Unison general secretary Dave Prentis said: “Healthy hospital food that is available around the clock is essential for dedicated staff who are working night shifts caring for patients.
“Yet nurses and other NHS workers often have no choice but to resort to meals that are high in salt, fat and sugar,” he said.
“Both staff and patients deserve better,” he said. “An overhaul of NHS food is needed urgently, and enforceable standards introduced so that hospitals can be held to account if they breach them.”
Unison has been a long-time supporter of canteens based on NHS sites and has campaigned against the increasing trend towards ready prepared food being brought in by private companies.
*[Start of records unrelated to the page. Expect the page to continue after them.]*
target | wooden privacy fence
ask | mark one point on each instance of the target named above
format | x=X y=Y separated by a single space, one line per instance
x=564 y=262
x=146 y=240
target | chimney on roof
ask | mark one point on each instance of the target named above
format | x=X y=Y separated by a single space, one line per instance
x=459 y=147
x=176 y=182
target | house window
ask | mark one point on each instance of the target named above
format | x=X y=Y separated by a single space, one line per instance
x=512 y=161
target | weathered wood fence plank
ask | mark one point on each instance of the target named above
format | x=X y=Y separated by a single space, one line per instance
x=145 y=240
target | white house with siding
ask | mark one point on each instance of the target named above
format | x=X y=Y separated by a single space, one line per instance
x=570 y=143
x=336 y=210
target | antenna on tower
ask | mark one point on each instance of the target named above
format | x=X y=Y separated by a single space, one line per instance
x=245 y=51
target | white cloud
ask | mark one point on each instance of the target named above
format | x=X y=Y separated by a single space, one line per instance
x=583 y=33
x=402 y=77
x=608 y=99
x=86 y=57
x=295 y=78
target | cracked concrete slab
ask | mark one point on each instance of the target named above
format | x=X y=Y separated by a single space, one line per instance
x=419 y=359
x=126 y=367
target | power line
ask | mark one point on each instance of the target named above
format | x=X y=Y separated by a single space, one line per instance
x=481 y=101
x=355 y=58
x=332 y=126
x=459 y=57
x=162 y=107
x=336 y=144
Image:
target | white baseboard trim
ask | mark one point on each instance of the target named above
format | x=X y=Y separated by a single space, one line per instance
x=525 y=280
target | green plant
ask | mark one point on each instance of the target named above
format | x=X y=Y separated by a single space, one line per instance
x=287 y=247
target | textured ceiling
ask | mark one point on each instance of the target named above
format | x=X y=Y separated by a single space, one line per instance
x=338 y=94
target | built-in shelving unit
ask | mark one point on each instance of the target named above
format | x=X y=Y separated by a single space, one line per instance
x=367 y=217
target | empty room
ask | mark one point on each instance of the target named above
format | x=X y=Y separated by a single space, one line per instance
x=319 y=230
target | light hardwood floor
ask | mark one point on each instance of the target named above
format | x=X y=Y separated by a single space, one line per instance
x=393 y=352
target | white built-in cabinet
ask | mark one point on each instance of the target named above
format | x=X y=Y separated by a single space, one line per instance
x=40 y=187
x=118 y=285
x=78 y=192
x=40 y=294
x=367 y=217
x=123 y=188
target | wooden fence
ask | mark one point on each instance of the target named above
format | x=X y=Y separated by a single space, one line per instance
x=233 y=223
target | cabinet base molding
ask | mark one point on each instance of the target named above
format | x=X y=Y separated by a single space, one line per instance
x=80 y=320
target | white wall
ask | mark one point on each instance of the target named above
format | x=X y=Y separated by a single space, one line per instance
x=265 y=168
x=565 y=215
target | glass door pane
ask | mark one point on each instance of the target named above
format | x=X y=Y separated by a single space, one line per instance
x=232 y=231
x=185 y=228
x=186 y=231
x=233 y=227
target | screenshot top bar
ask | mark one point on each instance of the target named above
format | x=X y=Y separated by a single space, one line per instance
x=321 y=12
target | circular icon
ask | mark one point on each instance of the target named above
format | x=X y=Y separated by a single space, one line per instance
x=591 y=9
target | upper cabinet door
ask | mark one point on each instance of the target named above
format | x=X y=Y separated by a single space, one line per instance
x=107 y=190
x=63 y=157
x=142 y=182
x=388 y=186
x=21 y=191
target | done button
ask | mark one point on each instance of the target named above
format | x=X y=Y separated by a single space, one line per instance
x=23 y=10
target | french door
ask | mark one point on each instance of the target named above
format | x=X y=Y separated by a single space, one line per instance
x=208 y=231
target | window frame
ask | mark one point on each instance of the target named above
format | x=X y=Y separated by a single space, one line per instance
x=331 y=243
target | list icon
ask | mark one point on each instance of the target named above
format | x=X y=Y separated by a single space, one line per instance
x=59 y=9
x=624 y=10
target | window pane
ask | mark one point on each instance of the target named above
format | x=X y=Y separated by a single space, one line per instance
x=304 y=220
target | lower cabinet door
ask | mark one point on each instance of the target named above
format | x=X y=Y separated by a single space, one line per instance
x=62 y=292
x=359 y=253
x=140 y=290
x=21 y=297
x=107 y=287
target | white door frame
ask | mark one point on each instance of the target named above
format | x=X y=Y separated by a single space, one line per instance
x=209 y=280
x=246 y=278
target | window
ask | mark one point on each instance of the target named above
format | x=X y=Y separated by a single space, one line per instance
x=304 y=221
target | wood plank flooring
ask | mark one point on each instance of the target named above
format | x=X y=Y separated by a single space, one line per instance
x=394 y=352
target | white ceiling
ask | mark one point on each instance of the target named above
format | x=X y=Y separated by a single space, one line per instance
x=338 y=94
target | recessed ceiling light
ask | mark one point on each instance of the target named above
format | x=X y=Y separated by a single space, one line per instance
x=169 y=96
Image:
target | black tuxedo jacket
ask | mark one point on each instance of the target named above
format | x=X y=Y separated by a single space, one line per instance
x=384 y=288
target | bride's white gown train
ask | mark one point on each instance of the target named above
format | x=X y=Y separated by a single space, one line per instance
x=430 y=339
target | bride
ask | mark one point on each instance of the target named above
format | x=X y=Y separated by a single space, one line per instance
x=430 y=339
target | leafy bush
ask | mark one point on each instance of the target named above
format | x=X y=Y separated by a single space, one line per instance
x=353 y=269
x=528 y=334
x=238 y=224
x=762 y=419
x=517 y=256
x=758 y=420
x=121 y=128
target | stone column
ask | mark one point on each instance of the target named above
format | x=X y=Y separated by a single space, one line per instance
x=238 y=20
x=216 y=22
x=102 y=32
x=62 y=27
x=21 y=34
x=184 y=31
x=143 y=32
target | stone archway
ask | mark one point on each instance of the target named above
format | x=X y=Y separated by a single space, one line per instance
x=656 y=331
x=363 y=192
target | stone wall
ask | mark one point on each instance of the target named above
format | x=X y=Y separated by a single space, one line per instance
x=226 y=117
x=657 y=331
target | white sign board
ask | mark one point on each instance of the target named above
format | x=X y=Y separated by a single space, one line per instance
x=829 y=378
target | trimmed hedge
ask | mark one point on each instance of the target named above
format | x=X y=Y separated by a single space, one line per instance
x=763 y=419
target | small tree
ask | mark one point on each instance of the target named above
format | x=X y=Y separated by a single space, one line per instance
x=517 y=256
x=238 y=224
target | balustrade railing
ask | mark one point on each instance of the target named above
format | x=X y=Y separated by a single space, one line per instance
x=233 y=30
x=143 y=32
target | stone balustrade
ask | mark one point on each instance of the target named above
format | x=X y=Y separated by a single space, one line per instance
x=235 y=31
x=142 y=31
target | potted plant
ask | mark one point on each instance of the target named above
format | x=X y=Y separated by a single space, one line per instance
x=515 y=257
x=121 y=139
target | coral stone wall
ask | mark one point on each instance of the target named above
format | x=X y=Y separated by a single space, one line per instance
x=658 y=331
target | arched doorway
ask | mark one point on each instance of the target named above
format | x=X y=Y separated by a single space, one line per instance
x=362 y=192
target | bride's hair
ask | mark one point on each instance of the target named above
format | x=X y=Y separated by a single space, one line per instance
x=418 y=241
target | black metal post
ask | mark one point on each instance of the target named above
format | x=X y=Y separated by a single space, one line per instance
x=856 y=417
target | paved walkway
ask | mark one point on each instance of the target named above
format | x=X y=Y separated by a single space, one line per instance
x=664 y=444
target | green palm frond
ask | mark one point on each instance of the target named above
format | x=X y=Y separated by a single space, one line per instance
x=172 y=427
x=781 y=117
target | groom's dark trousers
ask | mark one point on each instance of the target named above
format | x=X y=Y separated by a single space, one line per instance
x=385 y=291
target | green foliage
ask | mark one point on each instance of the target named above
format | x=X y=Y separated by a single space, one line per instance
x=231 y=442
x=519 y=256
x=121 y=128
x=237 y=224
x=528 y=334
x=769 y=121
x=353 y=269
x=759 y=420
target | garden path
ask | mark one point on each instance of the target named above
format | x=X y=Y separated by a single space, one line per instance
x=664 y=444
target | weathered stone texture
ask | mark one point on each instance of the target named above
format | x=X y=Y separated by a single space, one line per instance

Last month, NHS England launched a £600m funding scheme aimed at improving the health of its staff.
As part of the scheme, money will be given to NHS organisations that take steps to reduce junk food and obesity in the workplace.
To qualify, they will be required to remove adverts, price promotions and checkout displays of sugary drinks and high fat sugar and salt food from their premises.
They will also have to submit information on their fast food franchise, vending machine and retail outlet contracts in preparation for the proposed NHS 20% “sugar tax” expected to be introduced from April 2017.
Campaign for Better Hospital Food policy officer Katherine Button said: “We welcome NHS England’s latest health and wellbeing targets as a positive step in the right direction.
“We now need to build on this momentum to put the focus on hospital retailers and suppliers to ensure that staff working hard for patients have access to healthy meals and snacks 24 hours a day,” she said.
The survey was carried out in March 2016 and received 3,650 responses from staff. The majority were based in hospitals.
The survey results were released on Wednesday, the last day of Unison’s annual health conference in Brighton.